# Box Office: 'Star Wars: The Force Awakens' Tops 'Revenge of the Sith' in U.S.



## kozykitten (25 Dez. 2015)

Crossing $813 million globally, J.J. Abrams' reboot has also surpassed the entire global gross of 'Star Wars: Episode II — Attack of the Clones'; a flurry of new movies open on Christmas Day.

Star Wars: The Force Awakens saw its North American cume rise to $391.1 million on Christmas Eve, passing up the $380.3 million earned in 2005 by Star Wars: Episode III — Revenge of Sith.

That means J.J. Abrams' blockbuster has now earned more domestically than both Episode III and Star Wars: Episode II — Attack of the Clones ($310.7 million) in less than a week in release, not accounting for inflation.
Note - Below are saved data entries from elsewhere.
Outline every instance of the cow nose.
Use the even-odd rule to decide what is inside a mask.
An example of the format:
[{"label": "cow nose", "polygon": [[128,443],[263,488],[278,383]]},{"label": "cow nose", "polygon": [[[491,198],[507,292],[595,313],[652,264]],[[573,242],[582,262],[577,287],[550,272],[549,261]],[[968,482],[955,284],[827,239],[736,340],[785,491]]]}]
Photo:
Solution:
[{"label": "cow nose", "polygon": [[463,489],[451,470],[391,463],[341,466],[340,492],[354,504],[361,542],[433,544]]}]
And it's already surpassed the entire global gross of Attack of the Clones in 2002 ($649.4 million). Star Wars: Episode I — The Phantom Menace grossed $430 million domestically in 1999 and $1 billion worldwide.

Moviegoing always dips on Christmas Eve day, and this year was no exception. Force Awakens saw its lowest midweek gross, or $27.6 million. Still, it topped Avatar's Christmas Eve 2009 record of $11.2 million. Overseas, the Disney and Lucasfilm tentpole took in $20 million Thursday for a worldwide total of $813.5 million, the No. 3 film of the year.
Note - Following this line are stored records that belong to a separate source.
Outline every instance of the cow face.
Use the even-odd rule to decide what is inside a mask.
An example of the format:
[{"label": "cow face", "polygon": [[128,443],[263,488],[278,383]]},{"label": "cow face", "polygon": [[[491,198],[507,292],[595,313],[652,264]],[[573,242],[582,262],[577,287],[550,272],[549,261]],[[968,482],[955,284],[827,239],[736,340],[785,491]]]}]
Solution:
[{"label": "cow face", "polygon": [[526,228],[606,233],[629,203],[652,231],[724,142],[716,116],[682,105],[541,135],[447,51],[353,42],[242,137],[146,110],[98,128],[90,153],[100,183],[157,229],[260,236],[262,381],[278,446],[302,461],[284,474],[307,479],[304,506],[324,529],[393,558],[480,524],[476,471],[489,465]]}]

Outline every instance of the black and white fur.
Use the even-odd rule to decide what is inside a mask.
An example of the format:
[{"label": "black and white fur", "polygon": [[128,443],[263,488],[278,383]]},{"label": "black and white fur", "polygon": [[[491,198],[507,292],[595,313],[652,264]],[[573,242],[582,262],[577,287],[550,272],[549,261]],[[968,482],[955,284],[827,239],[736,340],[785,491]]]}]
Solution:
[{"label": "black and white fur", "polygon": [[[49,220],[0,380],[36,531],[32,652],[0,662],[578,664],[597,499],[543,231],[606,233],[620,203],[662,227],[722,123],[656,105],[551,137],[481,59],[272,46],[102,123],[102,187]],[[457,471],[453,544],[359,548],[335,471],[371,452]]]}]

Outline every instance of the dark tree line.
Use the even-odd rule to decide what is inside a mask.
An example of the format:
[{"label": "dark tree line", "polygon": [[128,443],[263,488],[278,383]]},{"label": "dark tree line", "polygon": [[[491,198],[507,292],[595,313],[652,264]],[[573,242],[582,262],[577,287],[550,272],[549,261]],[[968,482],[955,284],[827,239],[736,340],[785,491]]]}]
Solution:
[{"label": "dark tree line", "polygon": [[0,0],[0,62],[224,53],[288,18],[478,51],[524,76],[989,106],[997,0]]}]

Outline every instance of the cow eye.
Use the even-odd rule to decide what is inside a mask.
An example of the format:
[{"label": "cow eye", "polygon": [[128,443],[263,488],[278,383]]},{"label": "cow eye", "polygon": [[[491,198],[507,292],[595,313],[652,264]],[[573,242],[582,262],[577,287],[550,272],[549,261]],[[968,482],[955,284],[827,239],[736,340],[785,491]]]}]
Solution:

Abrams' critically acclaimed movie, set 30 years after the events of Star Wars: Episode VI – Return of the Jedi, features a strong female heroine in Rey, a young scavenger played by newcomer Daisy Ridley. Rey and a renegade stormtrooper (John Boyega) band together to challenge a rising evil that includes a new planet-killing laser cannon.

The film also stars Oscar Isaac, Adam Driver, Lupita Nyong'o and Domhnall Gleeson, along with original trilogy stars Harrison Ford, Mark Hamill and Carrie Fisher.

There's no telling how high Force Awakens will ultimately fly in terms of box-office revenue, since films over the year-end holidays can see huge multiples. James Cameron's Avatar opened to $77 million on the same weekend in 2009 on its way to becoming the top-grossing film of all time with $2.79 billion in global ticket sales, including $760.5 million domestically. And on the weekend before Christmas in 1996, Cameron's Titanic took in a mere $28.6 million on its way to grossing $2.19 billion worldwide.

Elsewhere in North America, Alvin and the Chipmunks: The Road Chip stayed at No. 2, grossing $2 million Wednesday from 3,653 locations for a domestic total of $26.7 million.

Adam McKay's awards contender The Big Short, starring Christian Bale, Steve Carell, Ryan Gosling, Brad Pitt and Melissa Leo, earned an estimated $1.7 million from 1,577 theaters million for a total of $5.8 million. The financial dramedy, from Paramount and New Regency, expanded nationwide on Wednesday.

The holiday marquee will get even more crowded as four other movies open nationwide today; Concussion, Joy, Point Break and Daddy's Home, which earned $1.2 million during Christmas Eve previews. The $50 million broad comedy starring Will Ferrell and Mark Wahlberg will likely place No. 2 with $20 million to $25 million from 3,271 theaters for the weekend. Moviegoing generally surges on the afternoon of Christmas Day.

At the specialty box office, Quentin Tarantino's The Hateful Eight commences its exclusive 70mm film run in 100 theaters on Christmas Day, while Alejandro G. Inarritu's The Revenant opens in four theaters in New York and Los Angeles.


----------